Good morning, dear colleagues. Recently, a number of members have asked me two questions. The first was “Do you speak French?” The second was “Do you have the necessary experience to serve as the Speaker of the House?” Those are good questions, and here are my answers.
I came to Ottawa more than 25 years ago to attend university. Since then, I have devoted most of my time to the legislative process. I studied political science at two universities, one in Canada and the other in the United States. I served as the director of research for a federal political party. I was chief of staff for two provincial ministers. I was an advisor to a premier of Ontario. I have been a member of this House for four years, and I have chaired the Standing Committee on Aboriginal Affairs and Northern Development. As you can see, I have a great deal of experience in this area. In addition, I have lived in Europe and Asia. I believe that my experience will help me be a strong ambassador for Parliament and for Canada.
Those are the two questions that I have been asked most frequently since I put my name forward 10 days ago. However, there are two other questions that I also need to address to you: number one, why am I running for Speaker; and number two, why should you support me.
I am running for Speaker because I think we need a change in that chair. I have the greatest respect and affection for the member for Kingston and the Islands, but I profoundly disagree with his House management style. I think we need to re-establish decorum and civility in this place. However, unlike some of the other challengers, I think that this is a responsibility that falls to all of us as members of this place. We need to work together. We need to demand of each other that we will show respect and that we will establish a decorum that will allow us to welcome our constituents, our children and our grandchildren to come to this place.

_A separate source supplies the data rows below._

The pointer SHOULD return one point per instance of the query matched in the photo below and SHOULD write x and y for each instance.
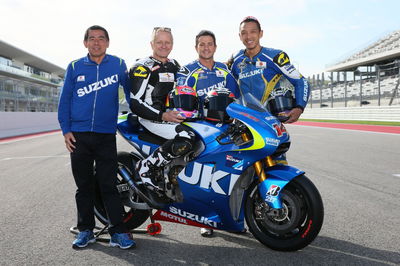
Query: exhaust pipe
(148, 199)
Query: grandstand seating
(388, 43)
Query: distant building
(369, 77)
(27, 82)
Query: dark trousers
(100, 150)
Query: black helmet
(280, 103)
(215, 104)
(184, 99)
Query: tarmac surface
(357, 173)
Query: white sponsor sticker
(219, 73)
(261, 64)
(166, 77)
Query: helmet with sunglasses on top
(215, 104)
(184, 100)
(281, 103)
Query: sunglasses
(161, 29)
(250, 18)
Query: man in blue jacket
(204, 75)
(87, 114)
(263, 71)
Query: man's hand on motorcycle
(294, 115)
(69, 141)
(172, 116)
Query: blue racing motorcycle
(228, 179)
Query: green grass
(380, 123)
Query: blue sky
(314, 33)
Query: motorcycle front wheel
(133, 218)
(293, 227)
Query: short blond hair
(160, 29)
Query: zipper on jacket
(95, 97)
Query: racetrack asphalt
(357, 173)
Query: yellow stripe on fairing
(258, 140)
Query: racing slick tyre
(294, 226)
(133, 218)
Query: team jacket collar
(244, 53)
(158, 61)
(89, 61)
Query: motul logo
(97, 85)
(193, 217)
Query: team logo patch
(234, 162)
(219, 73)
(242, 65)
(141, 72)
(166, 77)
(281, 59)
(261, 64)
(184, 71)
(155, 67)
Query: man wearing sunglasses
(263, 71)
(87, 113)
(204, 75)
(152, 79)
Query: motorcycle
(229, 179)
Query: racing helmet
(215, 104)
(280, 103)
(184, 99)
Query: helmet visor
(219, 103)
(186, 102)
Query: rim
(286, 223)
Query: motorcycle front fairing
(268, 133)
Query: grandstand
(368, 77)
(27, 82)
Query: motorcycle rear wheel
(297, 226)
(133, 218)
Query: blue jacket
(267, 70)
(89, 97)
(203, 80)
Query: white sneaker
(205, 232)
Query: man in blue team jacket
(87, 113)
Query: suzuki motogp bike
(230, 178)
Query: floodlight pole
(345, 88)
(378, 76)
(360, 88)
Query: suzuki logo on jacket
(97, 85)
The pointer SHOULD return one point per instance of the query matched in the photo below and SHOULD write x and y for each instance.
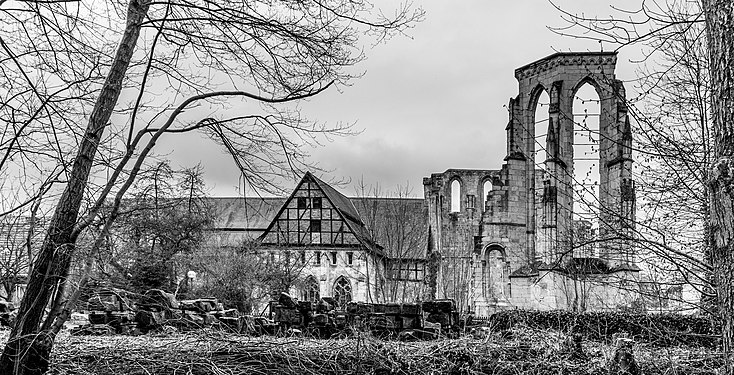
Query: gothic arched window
(311, 290)
(342, 291)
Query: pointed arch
(539, 106)
(342, 291)
(311, 290)
(496, 272)
(587, 141)
(455, 194)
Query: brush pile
(518, 351)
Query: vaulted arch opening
(342, 291)
(586, 164)
(496, 274)
(486, 188)
(455, 195)
(311, 290)
(541, 101)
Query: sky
(428, 102)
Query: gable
(310, 217)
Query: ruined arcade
(511, 238)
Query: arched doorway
(311, 290)
(496, 275)
(342, 291)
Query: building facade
(490, 239)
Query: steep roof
(395, 227)
(245, 213)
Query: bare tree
(702, 103)
(133, 72)
(719, 17)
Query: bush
(657, 329)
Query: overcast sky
(433, 101)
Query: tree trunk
(719, 16)
(28, 350)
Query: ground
(519, 351)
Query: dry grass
(524, 351)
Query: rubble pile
(213, 352)
(325, 319)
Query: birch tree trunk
(28, 348)
(719, 16)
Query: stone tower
(520, 253)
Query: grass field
(519, 351)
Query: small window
(471, 201)
(314, 226)
(455, 196)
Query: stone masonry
(517, 250)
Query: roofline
(560, 54)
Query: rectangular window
(314, 226)
(302, 202)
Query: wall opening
(342, 291)
(496, 275)
(541, 129)
(455, 196)
(486, 188)
(586, 177)
(311, 290)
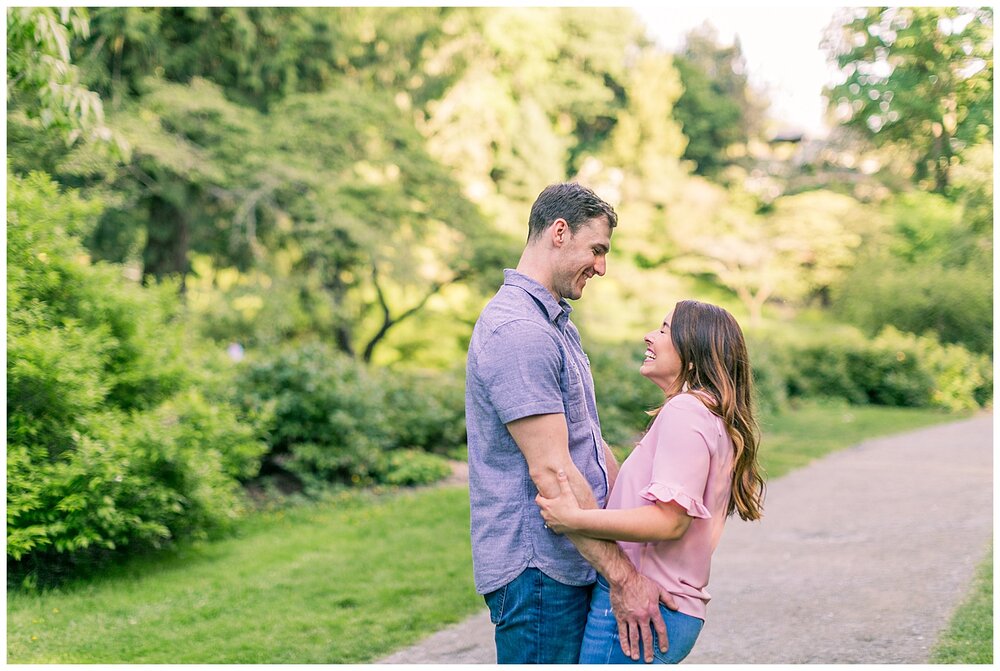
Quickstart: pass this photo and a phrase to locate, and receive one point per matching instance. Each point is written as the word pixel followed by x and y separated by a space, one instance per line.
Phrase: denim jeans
pixel 538 620
pixel 601 644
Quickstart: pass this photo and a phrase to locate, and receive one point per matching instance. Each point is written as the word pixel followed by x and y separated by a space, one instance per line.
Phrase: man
pixel 530 413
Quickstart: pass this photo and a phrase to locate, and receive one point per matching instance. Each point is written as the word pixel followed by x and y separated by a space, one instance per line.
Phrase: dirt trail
pixel 861 558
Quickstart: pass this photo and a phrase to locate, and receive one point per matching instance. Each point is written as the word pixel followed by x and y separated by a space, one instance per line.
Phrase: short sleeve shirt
pixel 525 358
pixel 686 457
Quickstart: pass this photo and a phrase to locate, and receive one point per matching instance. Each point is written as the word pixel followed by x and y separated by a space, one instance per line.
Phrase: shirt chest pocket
pixel 575 398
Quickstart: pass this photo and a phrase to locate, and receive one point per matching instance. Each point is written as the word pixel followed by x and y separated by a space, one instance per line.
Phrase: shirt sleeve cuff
pixel 508 415
pixel 665 493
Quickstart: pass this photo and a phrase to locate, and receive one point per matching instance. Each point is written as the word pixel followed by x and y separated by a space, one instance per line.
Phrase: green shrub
pixel 412 467
pixel 893 369
pixel 426 410
pixel 954 303
pixel 326 413
pixel 331 419
pixel 623 395
pixel 962 380
pixel 111 446
pixel 770 366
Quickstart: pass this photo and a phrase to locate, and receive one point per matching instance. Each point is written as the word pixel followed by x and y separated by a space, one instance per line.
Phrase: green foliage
pixel 929 272
pixel 717 109
pixel 288 588
pixel 413 467
pixel 41 81
pixel 426 410
pixel 623 395
pixel 916 77
pixel 331 419
pixel 894 368
pixel 110 446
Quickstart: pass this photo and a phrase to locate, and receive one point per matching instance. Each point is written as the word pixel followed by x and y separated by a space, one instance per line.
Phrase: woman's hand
pixel 562 513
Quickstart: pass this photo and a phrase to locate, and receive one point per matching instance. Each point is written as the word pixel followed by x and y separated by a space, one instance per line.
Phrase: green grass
pixel 314 584
pixel 343 581
pixel 969 637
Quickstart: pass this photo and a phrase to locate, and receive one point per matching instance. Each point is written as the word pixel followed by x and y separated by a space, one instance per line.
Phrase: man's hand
pixel 560 512
pixel 635 603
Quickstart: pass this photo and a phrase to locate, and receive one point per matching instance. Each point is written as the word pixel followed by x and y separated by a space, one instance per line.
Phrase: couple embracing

I do not share the notion that this is a top-down exercise, that somehow by choosing a new Speaker there is a new sheriff in town, that somehow the solution is for the Speaker to lay out discipline, to crack the whip and make sure that members do what they are supposed to do. Quite the contrary, I think this ought to be a bottom-up exercise. I think all of us ought to expect and demand a level of respect from our colleagues that Canadians across Canada would demand in their workplace. There is no other place I can think of where people are routinely exposed to the kind of verbal abuse that takes place in this house of Parliament.
My riding is relatively close to here and as a result, lots of school groups from my riding visit Ottawa. Obviously I want to meet with these groups while they are in town, but I always try to meet with them before they attend question period because I want to prepare them. I explain to them what is going on and what they are going to see. In fact, I make excuses for what goes on in this place, and I do not think that is reasonable.

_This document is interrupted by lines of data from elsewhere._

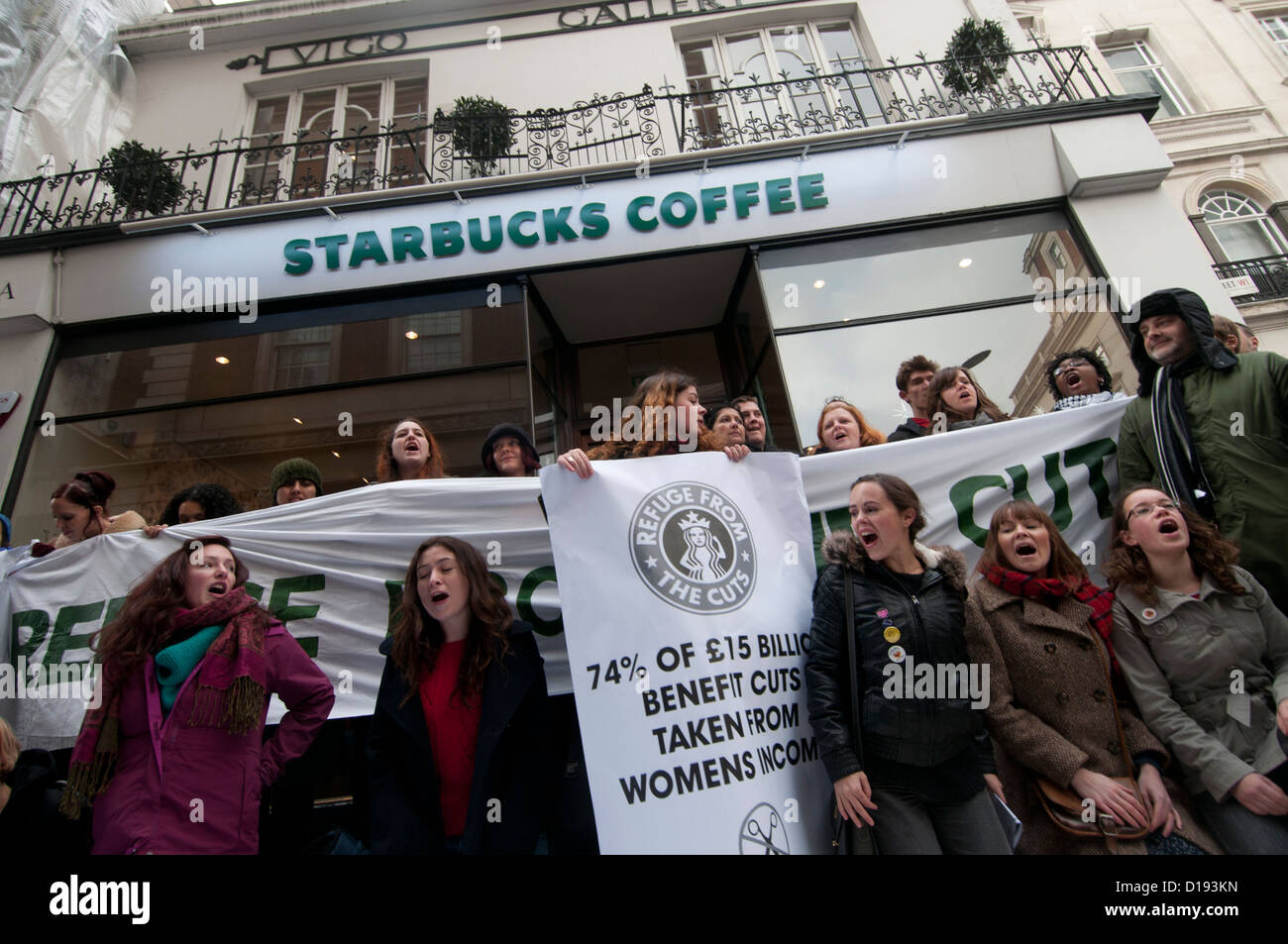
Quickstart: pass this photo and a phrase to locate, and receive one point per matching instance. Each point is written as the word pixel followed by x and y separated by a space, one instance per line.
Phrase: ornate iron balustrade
pixel 853 98
pixel 261 170
pixel 1269 273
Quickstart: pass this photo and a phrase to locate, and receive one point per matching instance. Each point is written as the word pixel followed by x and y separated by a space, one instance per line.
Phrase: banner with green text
pixel 333 567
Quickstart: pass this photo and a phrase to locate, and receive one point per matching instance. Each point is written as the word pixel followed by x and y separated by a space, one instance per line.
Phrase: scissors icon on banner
pixel 758 837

Over the last four years, I have sat in this House and have behaved myself, and I have looked around and seen many other members in all four caucuses do the same thing. I do not accept the notion that what goes on here is inevitable. I do not accept the notion that there is nothing we can do about it.
A lot of people have talked about decorum. Two weeks ago I took the time to sit down and write out a plan. Many of you have seen this plan. I am proposing three things.
First, there are four people who sit in that chair and they need to work together. Like a curling team, the skip is important, but if the other players are not using the same strategy, it will not work.
Second, I have said that we need to start at the periphery and move towards the centre. While it may be impossible to exercise the kind of control that is needed in question period with 300 rowdy members in here, I do think there are many other times, when there are only a dozen or 20 of us in our places, that the rules could be implemented and we could build momentum and move towards the centre.
Third, I have said that we ought to develop a code of conduct to lay out basic expectations for members in terms of what their behaviour ought to be. Rotary International has the four-way test. I think we can come up with something similar. I ask you for your support in doing that.